A Hole in the Ground
Walking through the woods of Hampstead, New Hampshire we found an old mine quietly marking time. A modest hole in the ground, really, with scattered bits of Mica all around. To call it a mine seems a bit of a stretch when compared to the big mining operations elsewhere in the world. But it called to me, knowing I’d been looking for it, and seemed to sparkle in the sun for the attention.
Mica is also known as Isinglass. From a resource perspective, Mica is sheet silicates used in everything from glass making to fashion to a key ingredient in gypsum. It has some heat-resistant qualities and is non-conductive, which makes it useful. But it’s very expensive to mine and labor intensive, so most of the mining now is done in India. For anyone complaining about their work, I’d point to Mica mining as one of many professions that might be a bit tougher.
In New Hampshire you see flakes of Mica everywhere but the meaningful sheets (or “books”) were harder to find. When they did find it, they’d root it out by blasting and drilling carefully around the sheets. Keeping the sheets intact was the labor-intensive trick.

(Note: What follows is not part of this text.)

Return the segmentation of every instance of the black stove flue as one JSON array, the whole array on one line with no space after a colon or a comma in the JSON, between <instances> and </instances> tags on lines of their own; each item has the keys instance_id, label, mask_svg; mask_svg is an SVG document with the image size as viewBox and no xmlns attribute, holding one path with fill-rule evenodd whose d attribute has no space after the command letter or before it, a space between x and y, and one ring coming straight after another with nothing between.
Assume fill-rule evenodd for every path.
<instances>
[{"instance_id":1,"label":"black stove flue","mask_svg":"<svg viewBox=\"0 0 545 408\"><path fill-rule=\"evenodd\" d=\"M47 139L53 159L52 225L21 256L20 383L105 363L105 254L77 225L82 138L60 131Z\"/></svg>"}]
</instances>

There’s a semi-famous mine in Grafton called the Ruggle’s Mine, now closed, that used to be a tourist attraction. Visitors could carry out whatever rock that met their fancy. The mountain where it was mined was called Isinglass Mountain. You can find it on a topographical map but good luck finding that on the list of New Hampshire’s 1,786 mountains. Does a mountain lose prominence when people dig holes in it?
Back in the woods, I wondered about this old hole in the ground, once a Mica mine, now a landing place for leaves and pine cones. There’s little history around it, probably because it really isn’t any bigger than a cellar hole. But it’s in my nature to wonder about such things. Not so much for the hole but the people who labored in it. I imagine they’re buried somewhere in town, filling their own holes in the ground. What was their story?
Holes in the ground aren’t nearly as flashy as waterfalls and mountaintops. I can’t blame anyone who skimmed the first paragraph of this post and thought, “not for me”. But there’s a story there in the ground, marking time like the rest of us. And I wonder, what would it take to dig it out? For without a story it’s just another hole in the ground.
Interesting history. All we have in our area are old foundations from when our country was young.